Defines the tune which the encoder should have, if supported by the hardware. Available with FFmpeg 4.4 and OBS Studio 27.2.x.

H264

Settings exclusive to H.264/AVC encoding.

Profile (-profile)

The profile determines which features in the codec are supposed to be enabled, with each higher option requiring additional encoder work. While the Baseline profile has the widest support compared to Main or High, most devices released within the last 5-10 years should have no issues with High.

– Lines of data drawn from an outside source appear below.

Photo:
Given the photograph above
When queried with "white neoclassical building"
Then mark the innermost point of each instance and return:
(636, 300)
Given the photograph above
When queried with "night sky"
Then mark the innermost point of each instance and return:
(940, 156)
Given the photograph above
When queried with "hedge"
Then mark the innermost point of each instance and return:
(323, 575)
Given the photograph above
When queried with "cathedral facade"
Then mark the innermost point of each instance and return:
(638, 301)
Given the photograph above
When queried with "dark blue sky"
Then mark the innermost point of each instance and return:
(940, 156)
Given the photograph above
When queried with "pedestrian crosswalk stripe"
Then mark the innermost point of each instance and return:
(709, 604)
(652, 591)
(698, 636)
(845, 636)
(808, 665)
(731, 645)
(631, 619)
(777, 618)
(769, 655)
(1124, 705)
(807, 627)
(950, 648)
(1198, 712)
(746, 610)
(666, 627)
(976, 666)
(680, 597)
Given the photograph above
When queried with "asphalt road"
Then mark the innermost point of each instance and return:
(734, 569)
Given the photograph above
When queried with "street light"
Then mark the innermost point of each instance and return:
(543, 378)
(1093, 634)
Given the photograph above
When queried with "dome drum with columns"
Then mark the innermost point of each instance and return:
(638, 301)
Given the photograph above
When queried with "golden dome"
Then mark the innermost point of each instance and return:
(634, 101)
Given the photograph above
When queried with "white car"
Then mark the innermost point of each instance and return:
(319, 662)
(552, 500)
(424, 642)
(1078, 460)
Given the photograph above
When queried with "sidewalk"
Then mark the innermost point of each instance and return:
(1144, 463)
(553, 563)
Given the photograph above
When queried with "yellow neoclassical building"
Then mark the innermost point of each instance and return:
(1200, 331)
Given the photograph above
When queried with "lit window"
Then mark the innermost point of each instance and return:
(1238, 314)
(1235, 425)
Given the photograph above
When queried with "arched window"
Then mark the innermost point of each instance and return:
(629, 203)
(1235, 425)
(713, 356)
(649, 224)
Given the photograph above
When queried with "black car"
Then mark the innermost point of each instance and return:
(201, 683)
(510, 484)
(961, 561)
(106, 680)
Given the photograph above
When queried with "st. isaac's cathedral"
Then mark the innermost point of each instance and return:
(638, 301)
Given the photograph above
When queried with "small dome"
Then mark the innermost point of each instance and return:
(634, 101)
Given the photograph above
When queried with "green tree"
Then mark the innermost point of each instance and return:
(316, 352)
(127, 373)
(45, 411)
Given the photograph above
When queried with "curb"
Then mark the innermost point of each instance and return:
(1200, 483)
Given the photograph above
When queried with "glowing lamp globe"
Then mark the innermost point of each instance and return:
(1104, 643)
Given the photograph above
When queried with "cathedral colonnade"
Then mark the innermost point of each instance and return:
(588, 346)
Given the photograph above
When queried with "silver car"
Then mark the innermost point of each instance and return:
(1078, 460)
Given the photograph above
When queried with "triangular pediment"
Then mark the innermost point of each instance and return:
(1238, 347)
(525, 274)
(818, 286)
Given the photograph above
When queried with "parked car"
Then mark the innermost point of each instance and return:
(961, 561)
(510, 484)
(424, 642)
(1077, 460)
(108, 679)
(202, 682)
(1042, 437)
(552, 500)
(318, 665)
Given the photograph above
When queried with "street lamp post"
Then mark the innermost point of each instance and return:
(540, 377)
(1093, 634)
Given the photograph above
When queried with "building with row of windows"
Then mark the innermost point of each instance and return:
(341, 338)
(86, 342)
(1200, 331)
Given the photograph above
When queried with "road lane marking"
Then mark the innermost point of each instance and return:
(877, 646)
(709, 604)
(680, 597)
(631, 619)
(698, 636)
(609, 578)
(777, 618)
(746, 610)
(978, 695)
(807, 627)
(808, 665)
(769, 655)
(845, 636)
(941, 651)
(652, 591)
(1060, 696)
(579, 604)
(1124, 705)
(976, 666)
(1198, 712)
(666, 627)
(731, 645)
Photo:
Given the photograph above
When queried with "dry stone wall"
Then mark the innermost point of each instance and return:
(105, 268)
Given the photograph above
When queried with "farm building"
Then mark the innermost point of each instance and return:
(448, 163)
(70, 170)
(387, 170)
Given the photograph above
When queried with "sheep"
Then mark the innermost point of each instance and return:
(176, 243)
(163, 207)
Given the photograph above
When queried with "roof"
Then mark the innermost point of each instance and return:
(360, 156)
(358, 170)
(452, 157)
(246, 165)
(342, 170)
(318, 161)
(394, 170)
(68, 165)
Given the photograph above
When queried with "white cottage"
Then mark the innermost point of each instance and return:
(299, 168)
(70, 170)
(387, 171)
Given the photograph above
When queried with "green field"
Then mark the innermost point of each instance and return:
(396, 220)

Generally it is recommended to either pick Main if you're targeting devices around the iPhone 3 timespan, and High if you're targeting devices within the last 8 years. If the platform offers transcoding, you can freely choose the High profile, with some exceptions (such as Mixer and WebRTC based platforms).

Level (-level)

Level determines the maximum macroblocks per second, which limits the resolution and framerate, while also affecting some other things like the maximum number of B-Frames. This setting is best left at Automatic, as the encoder knows what the ideal setting is for the given resolution, framerate, profile, tier and bitrate.

H265

Settings exclusive to H.265/HEVC encoding.

Profile (-profile)

The profile determines which features of the codec are available and enabled, while also affecting other restrictions. The Main profile is capable of 8-bit, Main 10-bit is capable of 10-bit, and Range Extended is capable of more than 10-bit. Any of these profiles are capable of 4:2:0, 4:2:2 and 4:4:4, however the support depends on the installed hardware.

Tier (-tier)

Bitrate limitations are controlled with the Tier and Level setting. The Main tier is usually meant for network streaming, while the High tier is more aimed towards intermediate storage.

Level (-level)

Just like in H264/AVC, the Level determines the maximum macroblocks and the maximum bitrate as well. This affects the maximum possible resolution and quality at any given level. Unlike H264/AVC however, the support for Levels, Tiers and Profiles depends on the power of the target device instead of the age. This setting is best left at Automatic, as the encoder knows what the ideal setting is for the given resolution, framerate, profile, tier and bitrate.

Rate Control Options

Settings that control the final quality and size.

Mode (-rc)

NVIDIAs NVENC offers several different options for bitrate control, such as CBR, VBR, CQP and CQ. Each mode has different targets, which have to be taken into account when selecting the mode to use:

  • Constant Quantization Parameter (CQP) is used for indistinguishable or lossless recording. It produces constant compression output, based on the values set in the Quantization Parameters, with lower values being large while also being higher quality.
  • Constant Bitrate (CBR) is used for streaming on older protocols where a relatively constant and controllable packet size matters a lot. CBR uses the Buffer Size and Bitrate Limits to achieve its goal. There is also a High Quality variant of this which enables additional options by default.
  • Variable Bitrate (VBR) is used for local archiving as well as for modern streaming protocols. It can save space when there isn't much to encode, which pushing out high quality content when it matters. VBR uses the Buffer Size, Bitrate Limits and Quantization Parameters to achieve its goal. This also comes with a High Quality variant that enables additional options by default.
    • Constant Quality (CQ) is a subset of VBR which attempts to achieve a certain quality level. It works similar to x264s CRF, but is not a replacement for CRF and should not be treated as CRF. It requires that the Buffer Size and Target Bitrate are set to 0, while Target Quality is set to any value equal to or above 1.0.

Two Pass (-2pass)

Enables/Disables a second pass over the frames, which improves bitrate distribution and may increase or decrease quality slightly. This is an expensive feature and should be turned off first if performance is an issue. Available with OBS Studio 27.1 and earlier, or FFmpeg 4.3 and earlier. Requires additional CUDA GPU resources.

Multi-Pass (-multipass)

Control if, how many and what passes the encoder will have while encoding the video. Multiple passes are expensive and should be disabled first if performance is a problem. Available with OBS Studio 27.2 and newer, or FFmpeg 4.4 and newer. Requires additional CUDA GPU resources.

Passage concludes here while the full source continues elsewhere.